The movie is not without cheese, ham and stodge.

It also has an odd stop-start rhythm.

The quick cuts to startled expressions irritate and they probably annoyed Cushing because in one scene he covers his face with a hand covered in a large glove rather than succumb to the dramatic overacting of Michael Gough.

The restraint of Cushing means that he never quite establishes an intimacy with his audience but he is in character.

Not willing to play the fool or be patronised Van Helsing is distant from the other people in the film.

In one scene the butler asks Van Helsing if there had been people in the room because he thought he had overheard voices.

‘I was talking to myself,’ says Van Helsing.

Peter Cushing Dracula
Peter Cushing as Van Helsing in Dracula (1958)

In fact, he was making a recording using the latest Victorian phonograph. But what Van Helsing has said is not a lie.

His singular ambition obliges him to talk to himself. If he is lucky, he will leave a useful legacy on the phonograph. Cushing also talks to himself. It is the consequence of his thespian technique.

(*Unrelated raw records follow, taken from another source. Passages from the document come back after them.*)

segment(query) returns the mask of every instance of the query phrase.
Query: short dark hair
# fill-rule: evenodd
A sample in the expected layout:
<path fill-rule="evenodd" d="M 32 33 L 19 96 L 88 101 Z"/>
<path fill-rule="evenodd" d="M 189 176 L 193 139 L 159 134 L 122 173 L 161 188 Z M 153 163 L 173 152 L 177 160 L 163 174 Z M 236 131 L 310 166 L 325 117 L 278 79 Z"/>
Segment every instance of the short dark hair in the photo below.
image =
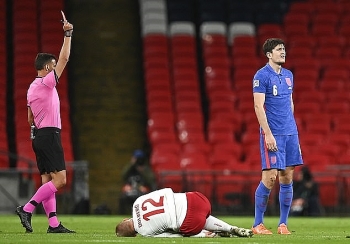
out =
<path fill-rule="evenodd" d="M 34 66 L 36 70 L 42 70 L 44 69 L 44 66 L 48 63 L 50 63 L 54 59 L 57 61 L 57 58 L 55 55 L 50 53 L 38 53 L 35 58 Z"/>
<path fill-rule="evenodd" d="M 271 53 L 272 50 L 277 46 L 283 44 L 284 45 L 284 41 L 282 39 L 279 38 L 269 38 L 264 42 L 263 45 L 263 52 L 266 55 L 266 53 Z"/>

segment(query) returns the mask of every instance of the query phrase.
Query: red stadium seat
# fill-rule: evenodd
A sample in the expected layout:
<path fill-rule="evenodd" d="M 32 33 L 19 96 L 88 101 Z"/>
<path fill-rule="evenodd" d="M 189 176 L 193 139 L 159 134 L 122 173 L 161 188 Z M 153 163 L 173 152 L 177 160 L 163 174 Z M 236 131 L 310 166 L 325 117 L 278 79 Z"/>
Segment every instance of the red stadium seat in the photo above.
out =
<path fill-rule="evenodd" d="M 181 144 L 178 142 L 168 142 L 163 144 L 158 144 L 154 148 L 152 148 L 152 151 L 161 151 L 161 152 L 169 152 L 169 153 L 175 153 L 179 154 L 181 152 Z"/>
<path fill-rule="evenodd" d="M 215 187 L 214 197 L 219 207 L 250 206 L 253 201 L 247 192 L 250 182 L 241 172 L 245 171 L 244 164 L 216 164 L 213 170 Z"/>
<path fill-rule="evenodd" d="M 303 154 L 303 160 L 313 171 L 322 171 L 325 165 L 332 164 L 332 158 L 329 155 L 317 151 L 311 151 L 311 153 L 306 155 Z"/>
<path fill-rule="evenodd" d="M 147 132 L 150 136 L 154 131 L 174 132 L 175 118 L 172 112 L 152 112 L 147 121 Z"/>
<path fill-rule="evenodd" d="M 211 152 L 211 145 L 206 141 L 185 143 L 182 145 L 182 153 L 184 154 L 202 153 L 204 155 L 208 155 L 210 152 Z"/>
<path fill-rule="evenodd" d="M 181 166 L 184 170 L 186 191 L 198 191 L 208 199 L 213 194 L 213 175 L 205 155 L 186 154 L 180 156 Z"/>
<path fill-rule="evenodd" d="M 295 16 L 298 18 L 299 16 Z M 300 24 L 298 22 L 285 24 L 284 33 L 288 40 L 292 40 L 295 36 L 307 36 L 309 34 L 309 26 L 305 24 Z"/>
<path fill-rule="evenodd" d="M 203 143 L 205 142 L 205 135 L 202 131 L 179 130 L 178 139 L 182 144 Z"/>
<path fill-rule="evenodd" d="M 226 112 L 217 112 L 217 113 L 211 113 L 209 114 L 210 119 L 220 119 L 225 120 L 233 125 L 233 130 L 235 133 L 241 133 L 242 131 L 242 125 L 243 125 L 243 118 L 240 113 L 234 112 L 234 113 L 226 113 Z"/>
<path fill-rule="evenodd" d="M 340 102 L 343 104 L 342 102 Z M 336 103 L 333 106 L 337 106 Z M 336 109 L 336 108 L 335 108 Z M 333 116 L 333 126 L 334 126 L 334 132 L 336 133 L 343 133 L 343 134 L 349 134 L 350 133 L 350 124 L 349 120 L 350 116 L 348 112 L 341 112 L 341 113 L 336 113 L 335 116 Z"/>
<path fill-rule="evenodd" d="M 213 148 L 212 154 L 209 159 L 211 164 L 214 164 L 215 162 L 219 163 L 219 161 L 222 160 L 222 157 L 223 158 L 231 157 L 231 160 L 227 160 L 227 161 L 233 161 L 233 162 L 241 161 L 242 145 L 237 142 L 216 143 L 212 145 L 212 148 Z"/>
<path fill-rule="evenodd" d="M 324 106 L 324 111 L 326 113 L 333 114 L 337 116 L 338 114 L 347 114 L 349 113 L 349 103 L 344 101 L 334 101 L 332 103 L 327 103 Z M 338 127 L 339 128 L 339 127 Z"/>
<path fill-rule="evenodd" d="M 220 120 L 220 119 L 212 119 L 208 121 L 208 130 L 209 131 L 226 131 L 226 132 L 232 132 L 233 131 L 233 125 L 232 123 Z"/>
<path fill-rule="evenodd" d="M 346 67 L 335 67 L 329 65 L 324 69 L 322 79 L 338 79 L 345 82 L 349 78 L 349 74 L 349 70 Z"/>
<path fill-rule="evenodd" d="M 250 57 L 257 56 L 257 52 L 255 48 L 244 46 L 233 46 L 231 50 L 231 56 L 233 59 L 240 58 L 243 55 L 248 55 Z"/>
<path fill-rule="evenodd" d="M 231 78 L 230 70 L 226 67 L 212 67 L 207 66 L 204 70 L 205 80 L 229 80 Z"/>
<path fill-rule="evenodd" d="M 211 101 L 209 104 L 209 115 L 211 118 L 216 117 L 219 113 L 234 113 L 235 108 L 233 103 L 229 101 Z"/>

The reserved actor and his characters have secrets. His name may not be associated with charisma but his mystery invites wonder.

1 COMMENT

  1. Peter Cushing’s van Helsing gave us kids, who watched horror movies before puberty, a great inspiration to overcome nightmares and setbacks (self-inflicted they may have been).

    I loved that age, when the modern shimmered through, but the actors & actresses still had more style than junkies and gutter scum prostitutes.

    A privilege and blessing that I knew his standards from early on. RIP, Sir.